Luke se dio unos golpecitos en la sien, exclamó «¡Ahí va!», hizo girar los ojos y volvió a desplomarse sobre la hierba.
Me eché a reír. Luke era la mar de divertido.
—¿Quieres jugar conmigo? —Luke enarcó las cejas para subrayar la pregunta.
Sonreí de oreja a oreja.
—Pues claro, Luke. ¡Jugar es lo que más me gusta! —Y salté la valla del jardín para reunirme con él en el césped.
—¿Qué edad tienes? —Me miró con recelo—. Pareces de la misma edad que mi tía —frunció el ceño—. Y a mi tía no le gusta jugar con el coche de bomberos.
Me encogí de hombros.
—Bueno, pues será que tu tía es una asos vieja y aburrida.
—¡Una asos! —chilló Luke con regocijo—. ¿Qué es una asos?
—Alguien que es sosa —dije arrugando la nariz y diciendo la palabra como si fuera una enfermedad. Me gustaba decir las palabras al revés; era como inventar mi propio lenguaje.
—Sosa —repitió Luke conmigo y arrugó la nariz—, eeecs.
—¿Cuántos años tienes tú? —pregunté a Luke mientras estrellaba el coche patrulla contra el de los bomberos.
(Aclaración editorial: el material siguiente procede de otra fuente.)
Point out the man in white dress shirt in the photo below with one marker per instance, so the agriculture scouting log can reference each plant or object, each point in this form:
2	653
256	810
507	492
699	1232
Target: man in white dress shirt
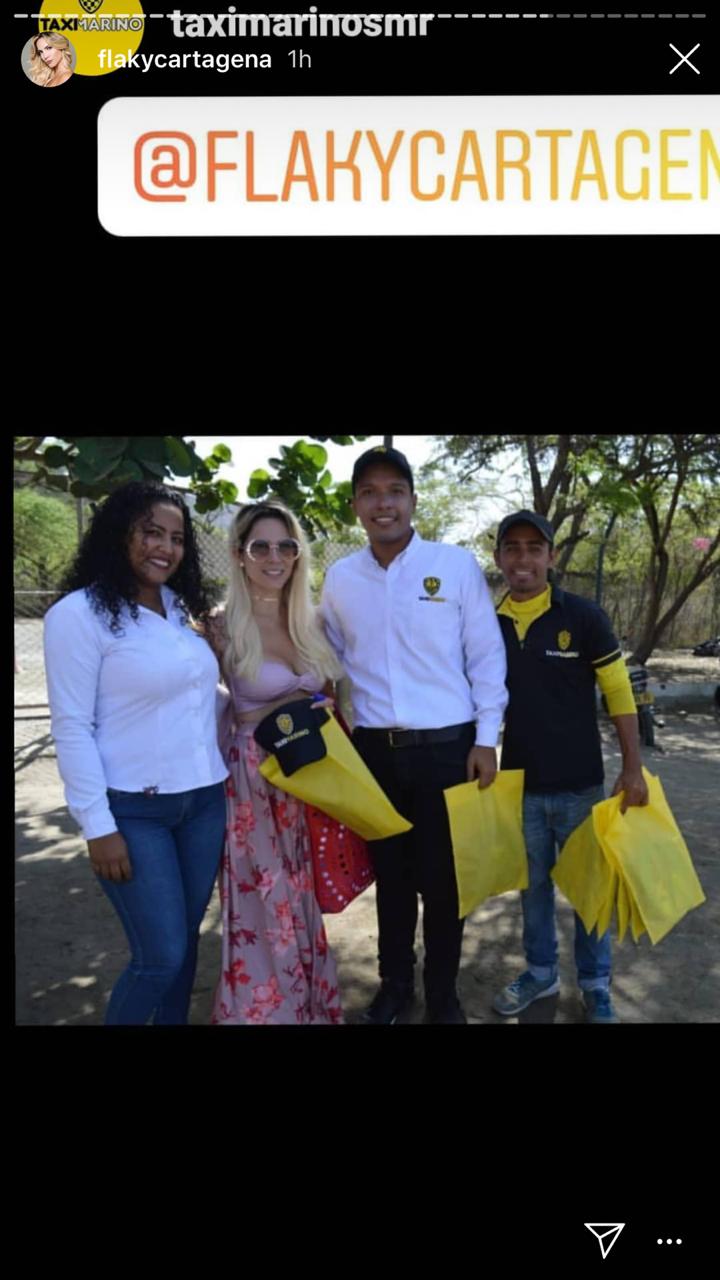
414	625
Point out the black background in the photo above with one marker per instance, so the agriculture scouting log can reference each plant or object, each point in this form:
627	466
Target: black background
408	336
364	333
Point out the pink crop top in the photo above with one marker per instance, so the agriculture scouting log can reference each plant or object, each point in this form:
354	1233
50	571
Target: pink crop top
273	681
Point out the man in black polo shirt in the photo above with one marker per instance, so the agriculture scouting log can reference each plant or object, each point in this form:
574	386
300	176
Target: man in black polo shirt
557	645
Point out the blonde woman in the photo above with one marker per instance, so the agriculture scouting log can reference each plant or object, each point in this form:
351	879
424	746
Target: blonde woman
277	967
50	60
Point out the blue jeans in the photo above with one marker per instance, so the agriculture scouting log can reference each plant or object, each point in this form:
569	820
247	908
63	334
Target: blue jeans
174	844
548	819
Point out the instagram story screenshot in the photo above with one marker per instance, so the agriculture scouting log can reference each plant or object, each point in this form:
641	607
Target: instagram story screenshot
370	190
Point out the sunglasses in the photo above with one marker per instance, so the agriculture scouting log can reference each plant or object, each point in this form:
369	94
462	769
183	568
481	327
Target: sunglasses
259	549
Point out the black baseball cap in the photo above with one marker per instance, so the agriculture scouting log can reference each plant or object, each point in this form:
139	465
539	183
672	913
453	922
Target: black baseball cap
527	517
292	735
382	453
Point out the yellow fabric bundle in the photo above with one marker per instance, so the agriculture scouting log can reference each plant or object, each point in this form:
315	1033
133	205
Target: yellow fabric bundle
487	837
342	786
636	863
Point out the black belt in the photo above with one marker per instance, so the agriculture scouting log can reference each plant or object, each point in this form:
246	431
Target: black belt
417	736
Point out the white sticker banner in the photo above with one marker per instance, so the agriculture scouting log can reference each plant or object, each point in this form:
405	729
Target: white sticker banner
591	165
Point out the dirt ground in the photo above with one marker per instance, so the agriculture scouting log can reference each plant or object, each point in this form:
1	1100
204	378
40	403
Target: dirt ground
69	946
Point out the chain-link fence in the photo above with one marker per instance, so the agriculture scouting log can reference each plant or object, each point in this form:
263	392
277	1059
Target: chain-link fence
48	529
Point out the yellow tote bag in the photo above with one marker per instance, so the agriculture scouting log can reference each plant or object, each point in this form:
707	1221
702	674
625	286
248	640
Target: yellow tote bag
584	876
654	860
342	786
487	837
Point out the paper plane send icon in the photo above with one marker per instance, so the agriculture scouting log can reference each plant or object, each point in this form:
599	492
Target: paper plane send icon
606	1234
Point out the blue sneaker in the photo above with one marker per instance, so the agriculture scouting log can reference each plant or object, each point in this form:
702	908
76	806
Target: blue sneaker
522	992
598	1006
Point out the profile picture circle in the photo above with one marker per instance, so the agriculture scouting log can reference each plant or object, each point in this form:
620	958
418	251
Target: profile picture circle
49	60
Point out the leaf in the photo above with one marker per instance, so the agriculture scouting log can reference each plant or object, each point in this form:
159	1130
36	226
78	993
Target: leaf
96	457
313	453
227	490
258	484
103	446
156	469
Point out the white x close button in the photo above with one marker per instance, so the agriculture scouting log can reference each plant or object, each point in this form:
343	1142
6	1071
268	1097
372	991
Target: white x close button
684	59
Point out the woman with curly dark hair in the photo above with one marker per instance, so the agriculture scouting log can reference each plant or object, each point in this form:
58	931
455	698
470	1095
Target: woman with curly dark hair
132	691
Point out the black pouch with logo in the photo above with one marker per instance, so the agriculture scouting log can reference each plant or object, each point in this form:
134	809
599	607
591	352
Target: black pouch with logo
292	735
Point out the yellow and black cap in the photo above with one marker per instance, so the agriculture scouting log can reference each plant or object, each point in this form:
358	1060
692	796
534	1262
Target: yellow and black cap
292	735
527	517
382	453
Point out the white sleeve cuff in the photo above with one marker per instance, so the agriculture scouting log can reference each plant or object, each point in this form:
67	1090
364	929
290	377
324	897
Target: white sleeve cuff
488	730
95	822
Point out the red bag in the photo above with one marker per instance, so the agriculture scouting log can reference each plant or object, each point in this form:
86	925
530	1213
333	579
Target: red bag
341	863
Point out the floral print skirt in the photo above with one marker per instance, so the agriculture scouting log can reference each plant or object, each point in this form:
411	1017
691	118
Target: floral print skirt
277	967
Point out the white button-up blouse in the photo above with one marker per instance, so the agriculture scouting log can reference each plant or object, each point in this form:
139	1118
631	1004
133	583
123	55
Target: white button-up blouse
131	711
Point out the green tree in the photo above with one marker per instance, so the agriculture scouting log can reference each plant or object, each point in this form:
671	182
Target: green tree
573	479
44	540
300	479
91	466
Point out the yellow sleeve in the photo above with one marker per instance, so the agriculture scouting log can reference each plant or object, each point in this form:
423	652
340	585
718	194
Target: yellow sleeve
615	684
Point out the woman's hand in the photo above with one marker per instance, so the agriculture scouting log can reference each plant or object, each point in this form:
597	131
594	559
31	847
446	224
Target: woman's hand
109	856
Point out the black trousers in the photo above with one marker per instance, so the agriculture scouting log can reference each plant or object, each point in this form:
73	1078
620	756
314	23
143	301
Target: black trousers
420	860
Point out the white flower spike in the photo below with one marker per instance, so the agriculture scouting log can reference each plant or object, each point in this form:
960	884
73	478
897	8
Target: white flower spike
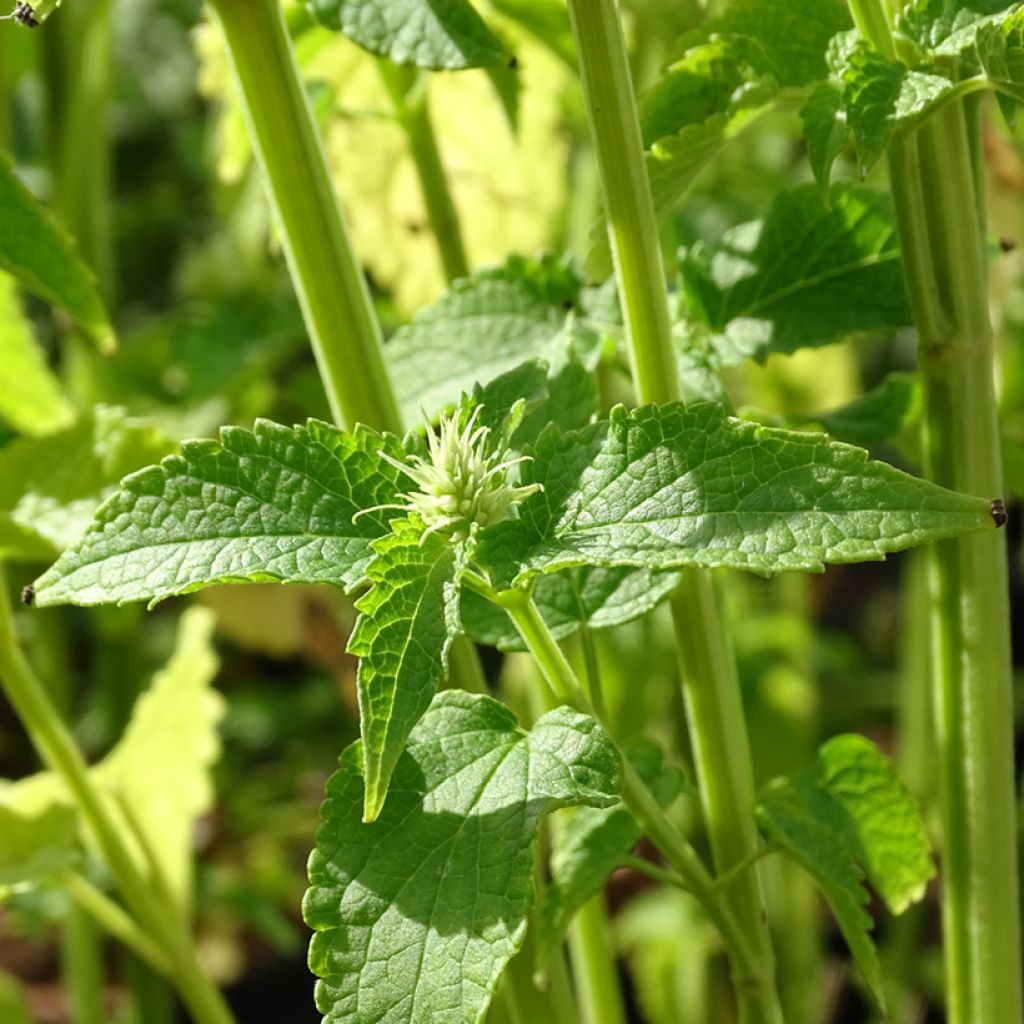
460	484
El bombero jefe volvió a caerse de la escalera—. Tú sí que te pareces a mi tía —le acusé, y Luke se retorció de risa. Reía muy alto.
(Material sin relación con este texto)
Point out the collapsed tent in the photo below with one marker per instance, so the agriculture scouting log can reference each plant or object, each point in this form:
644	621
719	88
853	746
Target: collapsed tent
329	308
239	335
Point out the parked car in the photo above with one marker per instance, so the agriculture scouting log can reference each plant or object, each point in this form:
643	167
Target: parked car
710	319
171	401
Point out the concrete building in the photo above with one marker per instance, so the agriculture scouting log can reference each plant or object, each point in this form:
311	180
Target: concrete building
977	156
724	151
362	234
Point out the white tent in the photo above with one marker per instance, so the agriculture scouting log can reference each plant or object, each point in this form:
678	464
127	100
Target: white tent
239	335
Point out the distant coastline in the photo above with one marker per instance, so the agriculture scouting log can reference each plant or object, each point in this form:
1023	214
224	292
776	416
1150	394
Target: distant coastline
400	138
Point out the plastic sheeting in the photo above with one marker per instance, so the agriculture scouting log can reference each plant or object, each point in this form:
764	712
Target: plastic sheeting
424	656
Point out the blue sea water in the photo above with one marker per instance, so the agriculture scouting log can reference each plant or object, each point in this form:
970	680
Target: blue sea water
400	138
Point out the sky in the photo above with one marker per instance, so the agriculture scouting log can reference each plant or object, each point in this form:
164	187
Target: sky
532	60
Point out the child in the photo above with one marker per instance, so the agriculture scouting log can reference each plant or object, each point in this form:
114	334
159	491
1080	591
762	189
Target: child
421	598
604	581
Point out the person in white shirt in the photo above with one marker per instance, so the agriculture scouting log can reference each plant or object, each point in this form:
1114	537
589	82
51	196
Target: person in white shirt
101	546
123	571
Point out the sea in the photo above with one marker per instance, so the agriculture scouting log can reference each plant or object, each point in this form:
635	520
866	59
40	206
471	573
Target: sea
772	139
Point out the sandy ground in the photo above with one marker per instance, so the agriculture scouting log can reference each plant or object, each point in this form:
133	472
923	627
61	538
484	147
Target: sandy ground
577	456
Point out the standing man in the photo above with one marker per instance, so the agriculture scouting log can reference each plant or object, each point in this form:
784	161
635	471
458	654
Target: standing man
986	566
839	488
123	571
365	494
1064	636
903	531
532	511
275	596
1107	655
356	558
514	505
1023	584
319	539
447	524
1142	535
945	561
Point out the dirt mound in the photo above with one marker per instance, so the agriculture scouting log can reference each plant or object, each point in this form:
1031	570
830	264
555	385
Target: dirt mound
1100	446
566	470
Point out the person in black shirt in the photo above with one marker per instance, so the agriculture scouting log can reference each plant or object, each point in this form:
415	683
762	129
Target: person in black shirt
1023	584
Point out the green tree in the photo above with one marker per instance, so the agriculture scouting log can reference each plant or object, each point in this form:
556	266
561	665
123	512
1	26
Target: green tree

—¡Sólo tengo seis años, Ivan! ¡Y no soy una niña!
—Vaya. —En realidad no tengo ninguna tía, pero se me ocurrió decirlo para hacerle reír—. No veo que seis años sean pocos años.
Justo cuando me disponía a preguntarle cuáles eran sus dibujos animados favoritos se abrió la puerta principal y oí un berrido. Luke palideció y miré hacia donde él miraba.
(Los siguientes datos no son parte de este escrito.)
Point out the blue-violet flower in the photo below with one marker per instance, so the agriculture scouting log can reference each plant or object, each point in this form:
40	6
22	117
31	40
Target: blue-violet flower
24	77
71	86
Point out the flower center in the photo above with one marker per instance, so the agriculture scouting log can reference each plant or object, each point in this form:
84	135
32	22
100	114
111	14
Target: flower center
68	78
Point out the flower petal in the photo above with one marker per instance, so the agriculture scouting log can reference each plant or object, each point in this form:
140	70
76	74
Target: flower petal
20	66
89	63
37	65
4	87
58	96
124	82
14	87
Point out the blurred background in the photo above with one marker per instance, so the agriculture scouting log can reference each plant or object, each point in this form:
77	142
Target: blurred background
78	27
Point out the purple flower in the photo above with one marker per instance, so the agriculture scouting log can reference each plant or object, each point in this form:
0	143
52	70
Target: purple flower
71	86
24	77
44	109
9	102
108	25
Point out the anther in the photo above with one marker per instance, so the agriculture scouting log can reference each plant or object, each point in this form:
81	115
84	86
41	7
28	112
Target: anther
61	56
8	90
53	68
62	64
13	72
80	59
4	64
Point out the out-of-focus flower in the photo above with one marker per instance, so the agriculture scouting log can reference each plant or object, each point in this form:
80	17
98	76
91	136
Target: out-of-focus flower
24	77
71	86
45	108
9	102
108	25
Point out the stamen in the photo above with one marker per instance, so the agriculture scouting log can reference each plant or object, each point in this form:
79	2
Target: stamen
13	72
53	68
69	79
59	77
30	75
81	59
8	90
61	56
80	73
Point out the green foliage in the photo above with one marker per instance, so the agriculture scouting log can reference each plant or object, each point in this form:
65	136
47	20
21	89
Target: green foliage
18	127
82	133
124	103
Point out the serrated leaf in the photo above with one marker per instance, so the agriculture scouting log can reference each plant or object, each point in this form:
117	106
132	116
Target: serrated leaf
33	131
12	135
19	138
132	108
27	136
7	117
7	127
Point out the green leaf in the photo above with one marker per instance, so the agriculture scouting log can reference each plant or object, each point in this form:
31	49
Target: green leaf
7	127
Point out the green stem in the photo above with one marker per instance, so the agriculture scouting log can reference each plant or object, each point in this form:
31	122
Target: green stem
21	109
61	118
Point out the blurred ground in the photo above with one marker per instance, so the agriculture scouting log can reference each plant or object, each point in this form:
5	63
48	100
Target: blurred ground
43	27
—¡¡Saoirse, devuélveme las llaves!! —chillaba una voz desesperada. Una mujer aturullada, con las mejillas encendidas y los ojos desorbitados, cuya larga y sucia melena pelirroja colgaba en mechones alrededor de su cara, salió corriendo de la casa. Otro berrido procedente del interior la hizo trastabillar sobre sus zapatos de plataforma en el escalón del porche delantero. Soltó un taco y se apoyó en la pared exterior para no perder el equilibrio. Al levantar la vista miró hacia el extremo del jardín donde estábamos sentados Luke y yo. Cuando abrió la boca para sonreír mostró unos dientes torcidos y amarillentos. Retrocedí un poco sin levantarme. Vi que Luke hacía lo mismo. La mujer saludó a Luke alzando el pulgar y graznó:
—Hasta la vista, chaval.
Dejó de apoyarse en la pared, se tambaleó un poco y se encaminó con paso decidido al coche aparcado en el camino de entrada.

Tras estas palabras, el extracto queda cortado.